1100 km pour comprendre l'eau atmosphérique en Antarctique
Une équipe de quatre chercheurs, dont Alexis Berne de l’EPFL, a obtenu jeudi un « Synergy Grant » du Conseil européen de la recherche pour un important projet de mesures inédites en conditions extrêmes du cycle atmosphérique de l’eau en Antarctique.
C’est la région la plus isolée de la planète. L’Antarctique, au Pôle Sud, est la région la plus froide du monde, recouverte à 98% d’une épaisse couche de glace offrant une nature quasiment vierge. Par son emplacement privilégié, ce continent grand comme 1,5 fois l’Europe a une importance centrale dans le système climatique mondial. Il représente une source essentielle pour l’étude de l’environnement, notamment du changement climatique.
Professeur associé à la Faculté de l’environnement naturel, architectural et construit, et directeur du Laboratoire de télédétection environnementale, Alexis Berne s’est rendu à plusieurs reprises en Antarctique. Ce spécialiste en hydrométéorologie radar et en microphysique des précipitations en milieux montagneux et polaire cherche à comprendre les principaux processus impliqués dans les chutes de neige dans ces régions.
Conjointement avec Valérie Masson-Delmote, du Commissariat à l’énergie atomique et aux énergies alternatives, Christophe Genthon, du Centre nationale de la recherche scientifique, et Thomas Dubos, de l’École Polytechnique, Alexis Berne a obtenu le 5 novembre un « Synergy Grant » du Conseil européen de la recherche (ERC) à hauteur de 14 millions d’euros pour le projet AWACA (Atmospheric WAter Cycle over Antarctica). Prévu pour durer six ans, ce projet interdisciplinaire seconcentre sur la branche atmosphérique du cycle de l’eau en Antarctique. Autrement dit, comment la neige s’y forme, comment elle tombe, et en quelle quantité.
La combinaison de nos expertises respectives vise à mieux comprendre ce cycle et à utiliser les observations, notamment de télédétection, pour caractériser les processus dominants et leur influence sur la composition isotopique de la neige
Conditions extrêmes
La première étape du projet consistera à effectuer une importante campagne de mesures grâce à une batterie d’instruments installés entre la côte antarctique, au niveau de la base française Dumont d’Orville, et la base franco-italienne Concordia, distante de 1 100 km sur le Haut-plateau de l’inlandsis. Les instruments doivent caractériser, contrôler et enregistrer la physique et la dynamique de la colonne atmosphérique (nuages et précipitations), la composition isotopique de la neige en surface, et les variables de surface (température, humidité, vent, neige soufflée).
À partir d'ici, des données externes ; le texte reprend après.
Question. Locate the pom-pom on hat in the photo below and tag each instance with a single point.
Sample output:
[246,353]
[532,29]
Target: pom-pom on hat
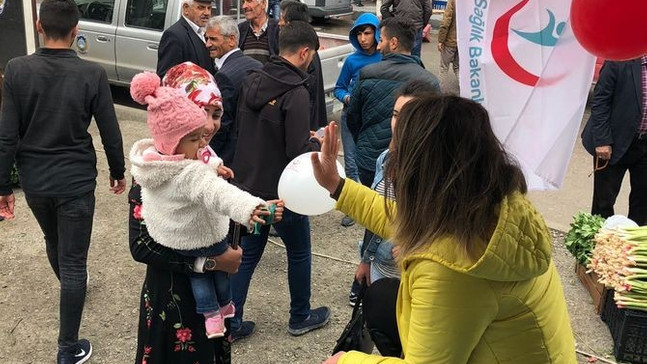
[195,82]
[171,115]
« Rien de similaire n’a encore été fait. Il y a beaucoup de défis technologiques, notamment faire fonctionner des instruments de manière complètement autonome pendant des mois dans des conditions extrêmes : sur la côte, il y a énormément de vent, avec des pointes à 200 km/h, et plus on monte vers l’intérieur des terres, plus les températures baissent. » La station Concordia connaît notamment six mois de nuit et les températures peuvent atteindre -80°C en hiver.
Revisiter les carottes glaciaires
Un second volet du projet consistera à revisiter l’interprétation des carottes de glace, sources pour les scientifiques de précieuses informations sur les variations climatiques qui ont eu lieu dans le passé. Les données du projet AWACA, qui doivent être récoltées au fil des saisons et loin des stations habitées, seront complétement inédites. Un aspect important pour mieux comprendre et prévoir le changement climatique. « Si nous arrivons à comprendre, à partir de cette campagne de mesure, comment ces processus s’articulent et s’influencent les uns les autres, nous pourrons reconstituer les climats passés en prenant en compte ces influences négligées jusque-là. Et ainsi améliorer les modèles climatiques pour réduire les incertitudes liées à cette composante du cycle de l’eau dans les projections futures. »
Le volume des océans est fortement influencé par le bilan de masse de la calotte antarctique : si celle-ci perd de la masse par fonte, le niveau des océans augmente, au contraire si elle en gagne par accumulation de neige, le niveau baisse. D’où l’importance d’un tel projet pour réduire les incertitudes sur cette accumulation de la neige, améliorer les connaissances sur les conditions atmosphériques du Pôle sud, et affiner les projections climatiques futures.
European Research Council (ERC), Synergy grant 2020.
Atmospheric WAter Cycle over Antarctica: Past, Present and Future (AWACA). Christophe Genthon, Centre nationale de la recherche scientifique (CNRS), Alexis Berne, École polytechnique fédérale de Lausanne (EPFL), Valérie Masson-Delmote, Commissariat à l’énergie atomique et aux énergies alternatives (CEA), Thomas Dubos, École Polytechnique (EP).